Two scenarios for the Lachine hospital

The facility could focus more on the development of ambulatory care.


The only historically French-speaking hospital in western Montreal, the Lachine hospital could be converted to more actively develop its ambulatory care. The McGill University Health Center (MUHC), responsible for the establishment, is currently studying two scenarios, including that of relying more on clinics for the monitoring of chronic diseases.

“We’ve had trouble maintaining services in Lachine for four years,” says MUHC Deputy President and CEO Martine Alfonso. This affirms that “work is in progress” to fix the future of the Lachine hospital. We are trying to determine what the needs are in order to be able to maintain the institution’s vocation as a community hospital. “We are also looking at the possibility of a plan number two. To make it a more ambulatory centre,” she says. Under this scenario, patients who would be hospitalized would be clinically more stable.

This plan was presented to the Lachine hospital teams on Thursday.
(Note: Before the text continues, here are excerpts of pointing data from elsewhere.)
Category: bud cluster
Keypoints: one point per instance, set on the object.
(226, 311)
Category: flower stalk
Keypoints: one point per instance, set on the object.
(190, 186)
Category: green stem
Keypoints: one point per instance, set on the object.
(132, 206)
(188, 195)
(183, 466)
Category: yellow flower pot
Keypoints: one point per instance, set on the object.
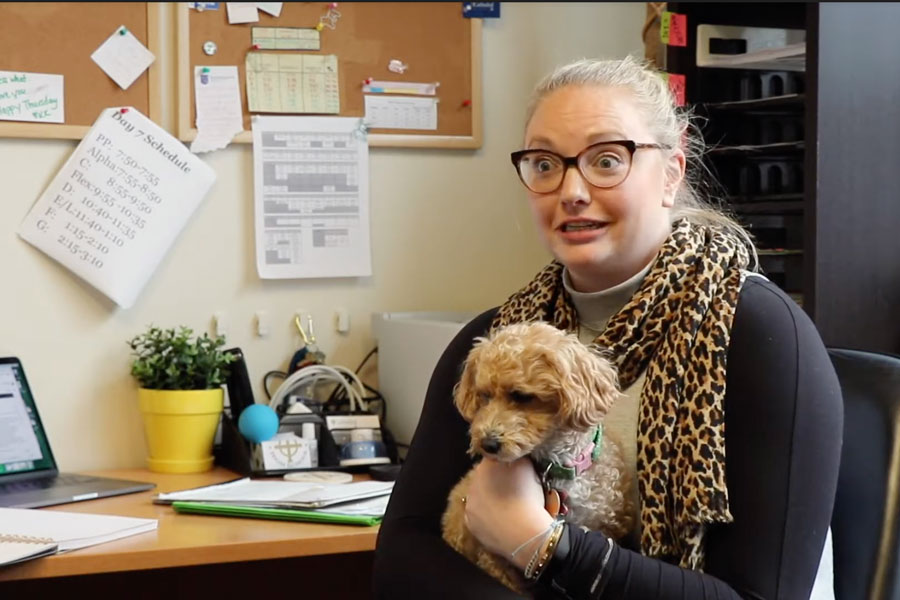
(180, 427)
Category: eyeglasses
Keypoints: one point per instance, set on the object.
(603, 165)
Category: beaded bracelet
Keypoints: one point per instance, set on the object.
(533, 571)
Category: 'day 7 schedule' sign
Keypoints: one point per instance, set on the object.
(117, 205)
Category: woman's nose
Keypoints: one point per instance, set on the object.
(574, 189)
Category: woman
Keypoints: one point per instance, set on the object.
(703, 347)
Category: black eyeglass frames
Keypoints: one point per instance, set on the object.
(603, 165)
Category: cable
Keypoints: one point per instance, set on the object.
(312, 374)
(368, 356)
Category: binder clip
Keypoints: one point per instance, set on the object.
(362, 130)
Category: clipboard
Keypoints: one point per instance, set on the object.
(279, 514)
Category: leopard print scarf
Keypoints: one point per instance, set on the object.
(676, 327)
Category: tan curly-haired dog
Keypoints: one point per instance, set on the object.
(532, 389)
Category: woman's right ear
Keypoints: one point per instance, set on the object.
(464, 396)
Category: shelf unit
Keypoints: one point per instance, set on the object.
(807, 159)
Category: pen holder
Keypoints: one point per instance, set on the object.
(238, 454)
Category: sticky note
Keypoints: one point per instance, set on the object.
(673, 29)
(35, 97)
(678, 30)
(242, 12)
(677, 84)
(123, 57)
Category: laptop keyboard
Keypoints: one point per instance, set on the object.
(39, 484)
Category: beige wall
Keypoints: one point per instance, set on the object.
(450, 231)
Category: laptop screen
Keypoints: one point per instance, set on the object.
(23, 443)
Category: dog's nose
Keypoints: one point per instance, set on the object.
(490, 445)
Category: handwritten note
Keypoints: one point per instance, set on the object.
(123, 57)
(291, 83)
(401, 113)
(673, 29)
(219, 116)
(677, 84)
(118, 203)
(36, 97)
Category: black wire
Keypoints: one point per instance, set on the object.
(281, 374)
(368, 356)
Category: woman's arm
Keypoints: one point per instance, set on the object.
(784, 423)
(411, 558)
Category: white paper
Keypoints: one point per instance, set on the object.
(71, 530)
(297, 494)
(118, 203)
(242, 12)
(123, 57)
(311, 189)
(218, 99)
(409, 88)
(393, 112)
(273, 8)
(35, 97)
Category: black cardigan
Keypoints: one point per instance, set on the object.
(783, 421)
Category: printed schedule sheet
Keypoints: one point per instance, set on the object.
(311, 183)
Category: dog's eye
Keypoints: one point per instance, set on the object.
(520, 397)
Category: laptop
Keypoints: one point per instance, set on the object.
(29, 477)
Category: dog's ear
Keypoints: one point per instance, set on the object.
(589, 387)
(464, 395)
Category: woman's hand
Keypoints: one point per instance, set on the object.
(505, 507)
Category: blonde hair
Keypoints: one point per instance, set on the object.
(669, 126)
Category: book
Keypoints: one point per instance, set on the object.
(281, 514)
(27, 533)
(280, 494)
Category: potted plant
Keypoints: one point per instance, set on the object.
(180, 395)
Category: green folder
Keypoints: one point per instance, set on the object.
(280, 514)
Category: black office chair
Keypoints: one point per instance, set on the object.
(865, 522)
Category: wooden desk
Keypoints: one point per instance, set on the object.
(201, 553)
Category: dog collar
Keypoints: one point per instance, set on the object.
(575, 467)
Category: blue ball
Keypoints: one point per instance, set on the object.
(258, 423)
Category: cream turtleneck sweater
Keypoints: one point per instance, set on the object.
(594, 311)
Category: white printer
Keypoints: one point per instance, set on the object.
(409, 346)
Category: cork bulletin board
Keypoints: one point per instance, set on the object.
(59, 38)
(433, 38)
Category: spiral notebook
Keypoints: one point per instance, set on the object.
(27, 533)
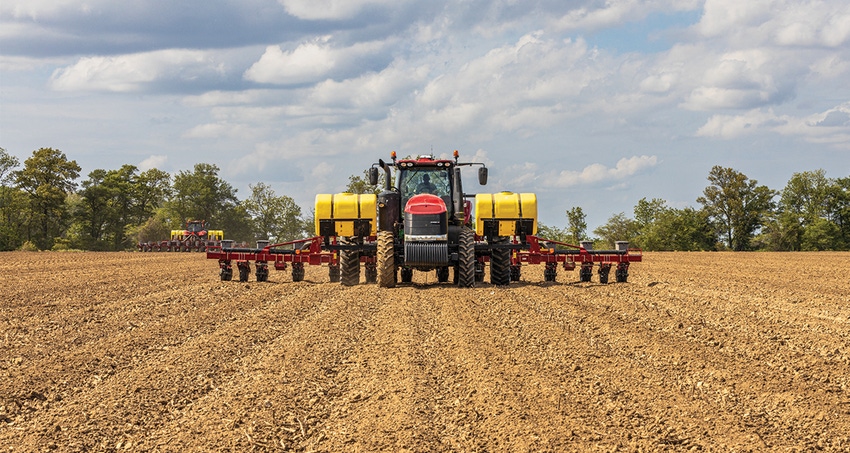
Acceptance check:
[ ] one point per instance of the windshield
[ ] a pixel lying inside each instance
(416, 180)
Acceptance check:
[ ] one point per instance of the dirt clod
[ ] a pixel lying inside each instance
(151, 352)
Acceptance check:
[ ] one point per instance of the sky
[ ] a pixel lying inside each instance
(590, 104)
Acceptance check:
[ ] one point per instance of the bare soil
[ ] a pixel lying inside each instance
(151, 352)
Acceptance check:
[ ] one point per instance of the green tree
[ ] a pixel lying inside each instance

According to two sources present in the room, the dissatisfaction was palpable. The Dr Paul Saba, who has been fighting for years to preserve services at the Lachine hospital, deplores the fact that the mission of this important establishment, among other things for the French-speaking clientele of the west of Montreal, is constantly threatened.

According to him, “the studies have already been done for 17 years and the conclusion is the same”. Or the Lachine hospital must remain a community hospital.

In November 2021, the Council of Dentists and Pharmacists of the Lachine Hospital passed a resolution with the support of 89% of the members to preserve the community mission of the establishment, in which the government has invested 200 years in recent years. million dollars for renovations.

Only day operations

Last week, the MUHC announced a “reorganization of services” for the Lachine hospital, explaining that these changes were necessary in particular for lack of personnel. Among other things, we announced a partial closure of the emergency room. ⁠1

The MUHC also planned that, starting February 20, only one-day operations would be performed in Lachine. This request made the surgeons of the establishment jump. Five or six complex operations are performed every week in Lachine, such as bariatric procedures, general surgery and urology reconstructions. Surgeons lamented the lack of alternatives for their patients who would see their operation postponed.

Faced with these protests, the MUHC finally decided to keep its surgical activities intact for the week of February 20. Butme Alfonso acknowledges this: “There is nothing certain after February 27 at 11:59 p.m..”

For now, the proposed solution is that doctors wishing to perform complex operations in Lachine after February 27 can do so only if they can guarantee to be physically present themselves throughout their patient’s hospital stay. However, this care must be done on a voluntary basis.

Already, last week, the Dre Ngoc-Van Nguyen, general surgeon, said she feared that the Lachine hospital would eventually be condemned to perform “only day surgeries”.

Mme Alfonso assures that all options will be analyzed in order to keep the community hospital vocation of the Lachine hospital. “But if it’s not possible, we’ll see,” she said. A decision is expected by the end of April.

With the collaboration of Fanny Lévesque, The Press

This text has been modified to specify that the second scenario for the Lachine hospital plans to develop ambulatory care more actively, but to still maintain hospital beds for more stable patients.